Secondo quanto evidenziato da ISPRA, il riciclo costituisce uno degli strumenti principali nell’ambito dell’economia circolare. L’attività di monitoraggio svolta dall’Istituto si basa su indicatori ambientali che permettono di valutare l’evoluzione dei flussi di materia, l’efficienza dei sistemi di raccolta e il contributo del recupero di rifiuti agli obiettivi ambientali nazionali ed europei. In questo ambito si inseriscono anche iniziative di sensibilizzazione e campagne informative rivolte a cittadini e imprese.

I dati disponibili collocano l’Italia tra i principali Paesi europei per performance nel riciclo. Il tasso complessivo di riciclo dei rifiuti, comprensivo dei flussi urbani e speciali, si attesta su valori significativamente superiori alla media dell’Unione europea. Anche la raccolta differenziata dei rifiuti urbani ha raggiunto livelli elevati, superando i due terzi del totale prodotto.

Per quanto riguarda il comparto degli imballaggi, le stime diffuse da CONAI in occasione della Giornata mondiale del riciclo indicano per il 2026 un tasso di riciclo pari a circa il 75%, corrispondente a circa 11 milioni di tonnellate di materiali. Il dato si inserisce in una serie storica caratterizzata da valori già superiori agli obiettivi europei fissati per il 2025 e il 2030.

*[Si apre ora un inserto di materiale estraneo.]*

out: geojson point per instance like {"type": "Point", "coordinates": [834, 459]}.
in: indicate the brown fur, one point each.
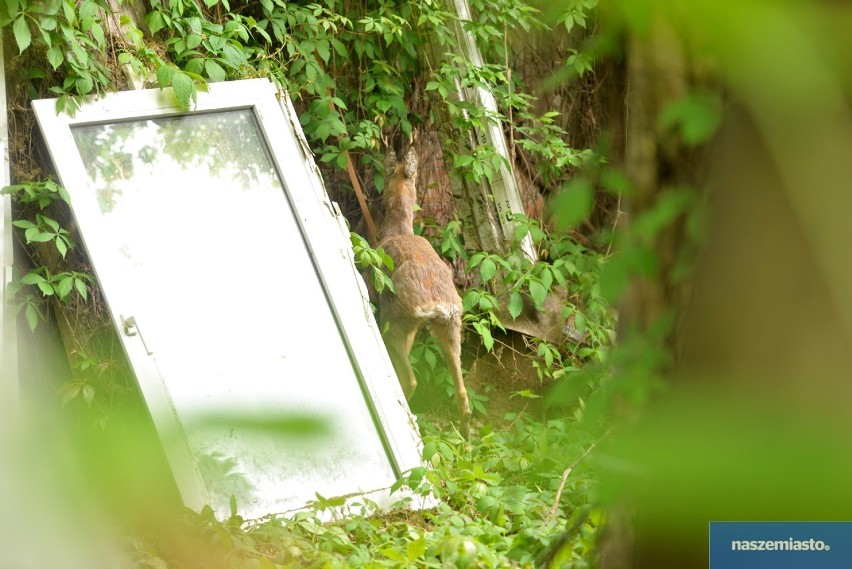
{"type": "Point", "coordinates": [425, 293]}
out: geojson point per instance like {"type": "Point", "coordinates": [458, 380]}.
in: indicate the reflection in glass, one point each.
{"type": "Point", "coordinates": [228, 300]}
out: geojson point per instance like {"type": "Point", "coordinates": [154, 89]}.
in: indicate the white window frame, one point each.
{"type": "Point", "coordinates": [324, 232]}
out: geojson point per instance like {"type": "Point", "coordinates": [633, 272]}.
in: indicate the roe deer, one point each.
{"type": "Point", "coordinates": [425, 292]}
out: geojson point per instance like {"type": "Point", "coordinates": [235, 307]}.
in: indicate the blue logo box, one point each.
{"type": "Point", "coordinates": [780, 545]}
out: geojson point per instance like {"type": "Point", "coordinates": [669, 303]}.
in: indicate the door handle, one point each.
{"type": "Point", "coordinates": [131, 328]}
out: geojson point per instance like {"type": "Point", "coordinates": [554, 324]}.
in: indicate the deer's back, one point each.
{"type": "Point", "coordinates": [423, 282]}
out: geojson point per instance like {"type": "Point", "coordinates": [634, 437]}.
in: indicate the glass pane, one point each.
{"type": "Point", "coordinates": [227, 298]}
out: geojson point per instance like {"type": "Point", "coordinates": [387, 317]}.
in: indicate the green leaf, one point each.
{"type": "Point", "coordinates": [323, 50]}
{"type": "Point", "coordinates": [538, 293]}
{"type": "Point", "coordinates": [22, 33]}
{"type": "Point", "coordinates": [415, 548]}
{"type": "Point", "coordinates": [214, 71]}
{"type": "Point", "coordinates": [184, 88]}
{"type": "Point", "coordinates": [55, 56]}
{"type": "Point", "coordinates": [193, 41]}
{"type": "Point", "coordinates": [46, 288]}
{"type": "Point", "coordinates": [81, 288]}
{"type": "Point", "coordinates": [64, 286]}
{"type": "Point", "coordinates": [62, 247]}
{"type": "Point", "coordinates": [487, 270]}
{"type": "Point", "coordinates": [165, 73]}
{"type": "Point", "coordinates": [516, 304]}
{"type": "Point", "coordinates": [573, 203]}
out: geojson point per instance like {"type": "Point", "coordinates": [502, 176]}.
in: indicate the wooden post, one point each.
{"type": "Point", "coordinates": [9, 388]}
{"type": "Point", "coordinates": [486, 207]}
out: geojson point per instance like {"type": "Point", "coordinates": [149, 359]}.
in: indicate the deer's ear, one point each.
{"type": "Point", "coordinates": [410, 163]}
{"type": "Point", "coordinates": [390, 162]}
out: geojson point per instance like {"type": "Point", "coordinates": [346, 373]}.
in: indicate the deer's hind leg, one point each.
{"type": "Point", "coordinates": [448, 335]}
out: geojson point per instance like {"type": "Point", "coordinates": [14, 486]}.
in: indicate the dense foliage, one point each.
{"type": "Point", "coordinates": [361, 71]}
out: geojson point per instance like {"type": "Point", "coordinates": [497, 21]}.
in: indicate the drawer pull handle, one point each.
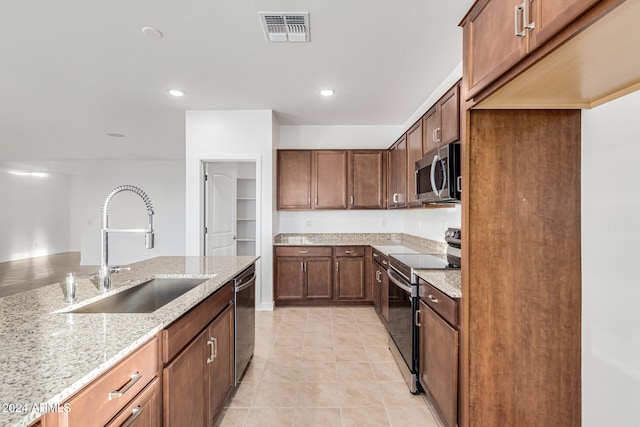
{"type": "Point", "coordinates": [135, 413]}
{"type": "Point", "coordinates": [213, 342]}
{"type": "Point", "coordinates": [119, 393]}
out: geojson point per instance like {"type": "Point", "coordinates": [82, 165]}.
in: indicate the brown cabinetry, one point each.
{"type": "Point", "coordinates": [441, 124]}
{"type": "Point", "coordinates": [302, 273]}
{"type": "Point", "coordinates": [329, 179]}
{"type": "Point", "coordinates": [397, 196]}
{"type": "Point", "coordinates": [367, 171]}
{"type": "Point", "coordinates": [438, 364]}
{"type": "Point", "coordinates": [501, 32]}
{"type": "Point", "coordinates": [321, 275]}
{"type": "Point", "coordinates": [294, 179]}
{"type": "Point", "coordinates": [200, 377]}
{"type": "Point", "coordinates": [414, 153]}
{"type": "Point", "coordinates": [350, 273]}
{"type": "Point", "coordinates": [112, 393]}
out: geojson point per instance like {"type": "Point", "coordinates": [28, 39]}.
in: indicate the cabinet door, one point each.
{"type": "Point", "coordinates": [367, 179]}
{"type": "Point", "coordinates": [220, 361]}
{"type": "Point", "coordinates": [449, 106]}
{"type": "Point", "coordinates": [414, 153]}
{"type": "Point", "coordinates": [319, 281]}
{"type": "Point", "coordinates": [430, 125]}
{"type": "Point", "coordinates": [185, 386]}
{"type": "Point", "coordinates": [349, 282]}
{"type": "Point", "coordinates": [438, 365]}
{"type": "Point", "coordinates": [289, 284]}
{"type": "Point", "coordinates": [550, 16]}
{"type": "Point", "coordinates": [493, 46]}
{"type": "Point", "coordinates": [330, 179]}
{"type": "Point", "coordinates": [294, 179]}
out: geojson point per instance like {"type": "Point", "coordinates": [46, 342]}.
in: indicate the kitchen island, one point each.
{"type": "Point", "coordinates": [48, 354]}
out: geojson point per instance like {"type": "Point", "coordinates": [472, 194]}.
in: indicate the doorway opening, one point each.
{"type": "Point", "coordinates": [230, 212]}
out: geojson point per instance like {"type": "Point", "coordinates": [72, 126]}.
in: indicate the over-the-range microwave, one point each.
{"type": "Point", "coordinates": [438, 175]}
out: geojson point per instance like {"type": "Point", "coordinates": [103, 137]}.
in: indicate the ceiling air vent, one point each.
{"type": "Point", "coordinates": [285, 27]}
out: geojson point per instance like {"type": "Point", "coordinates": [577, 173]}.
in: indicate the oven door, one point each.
{"type": "Point", "coordinates": [402, 330]}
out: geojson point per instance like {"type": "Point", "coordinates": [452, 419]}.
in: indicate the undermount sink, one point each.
{"type": "Point", "coordinates": [144, 298]}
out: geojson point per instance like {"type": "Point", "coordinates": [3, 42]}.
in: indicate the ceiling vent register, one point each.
{"type": "Point", "coordinates": [285, 27]}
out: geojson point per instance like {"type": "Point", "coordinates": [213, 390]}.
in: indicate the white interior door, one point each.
{"type": "Point", "coordinates": [220, 213]}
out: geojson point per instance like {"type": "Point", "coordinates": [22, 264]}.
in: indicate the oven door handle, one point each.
{"type": "Point", "coordinates": [398, 281]}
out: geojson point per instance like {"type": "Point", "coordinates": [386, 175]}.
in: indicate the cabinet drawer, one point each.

L’andamento del settore è influenzato da diversi fattori, tra cui la quantità complessiva di rifiuti prodotti, l’efficienza dei sistemi di raccolta e selezione, e le condizioni del mercato delle materie prime seconde. La produzione di rifiuti urbani in Italia si mantiene su livelli prossimi ai 30 milioni di tonnellate annue, mentre permangono differenze territoriali nella gestione dei rifiuti, in progressiva riduzione.

Nel complesso, i dati disponibili descrivono un sistema di riciclo articolato, basato sull’integrazione tra raccolta differenziata, impianti di trattamento e filiere industriali del recupero, monitorato attraverso indicatori ambientali e obiettivi definiti a livello europeo.